If the 'people' behind Mac had not constantly changed the operating system without regard to who was selling what, you'd have the exact same version at the exact same price.

But the bottom line is every few years, despite many companies trying to market Mac products, the brains behind Macs and anything Apple change everything. At one point, for many years there was no compiler to allow pg music to port their product to Mac. Just like the idiotic idea that an Ipad can't do any flash. I was at my son's yesterday trying to get theatre tickets for a film and because his Ipad could not view the website, all we got was a description. I ended up on the phone, whereas had I any other tool available I'd have been able to get the info on-line.

The beta testing (several weeks of it) and then the release of the 'windows' version, has just happened. Normally, after the sales that generates settle down and the shipments are done, and the Christmas vacation is over the product goes to the next step, which may or may not include a Mac update. Given that they added a server to the Ipad/Iphone/Ipad on the windows side in this version do you think that maybe this will happen on the 'mac' side?

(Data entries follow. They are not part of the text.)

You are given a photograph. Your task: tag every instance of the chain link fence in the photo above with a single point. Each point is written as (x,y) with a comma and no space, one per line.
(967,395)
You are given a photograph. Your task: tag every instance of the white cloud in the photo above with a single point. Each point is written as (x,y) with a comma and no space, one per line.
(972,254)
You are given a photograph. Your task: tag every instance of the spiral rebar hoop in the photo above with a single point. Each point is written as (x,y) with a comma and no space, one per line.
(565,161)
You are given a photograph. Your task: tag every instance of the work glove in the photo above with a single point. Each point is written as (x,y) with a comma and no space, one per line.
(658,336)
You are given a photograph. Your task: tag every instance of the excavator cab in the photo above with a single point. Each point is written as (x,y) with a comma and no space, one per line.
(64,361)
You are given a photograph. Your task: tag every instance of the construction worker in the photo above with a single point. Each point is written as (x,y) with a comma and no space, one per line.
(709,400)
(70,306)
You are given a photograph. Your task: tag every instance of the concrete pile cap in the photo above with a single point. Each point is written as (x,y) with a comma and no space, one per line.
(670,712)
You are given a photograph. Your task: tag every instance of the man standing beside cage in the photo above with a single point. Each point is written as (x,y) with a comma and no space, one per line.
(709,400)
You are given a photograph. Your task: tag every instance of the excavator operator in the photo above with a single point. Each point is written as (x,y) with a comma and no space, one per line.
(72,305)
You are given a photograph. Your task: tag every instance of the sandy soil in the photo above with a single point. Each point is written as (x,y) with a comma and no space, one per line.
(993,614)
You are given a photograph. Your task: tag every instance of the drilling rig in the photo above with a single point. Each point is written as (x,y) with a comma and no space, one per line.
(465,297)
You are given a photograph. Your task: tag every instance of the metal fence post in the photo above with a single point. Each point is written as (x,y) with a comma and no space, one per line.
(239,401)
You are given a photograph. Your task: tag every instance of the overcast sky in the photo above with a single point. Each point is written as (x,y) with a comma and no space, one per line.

As said previously, Macs barely have enough sales to justify any development, don't build any company of sales to Mac users, the product may change, they may not tell the developers, and they may not have the tools to port the application. Very nice.

PG music has a 30 day return no ask policy. You could send it back and wait.

In the meantime the Mac salesman told me that Garageband would do anything you want, and that all professional studios are using it. No other software is needed. And that indeed in the credo which scares developers away.

And to be honest if they asked ME what should be done next, as a former developer for Unix platforms I would tell them to build an app for Android phones and then QNX. You might think apple is 'unix' of a sort but it's not compliant enough to write code in Ubuntu and port it over. It's too locked down. Just like DRM and Apple. Don't even think of going there.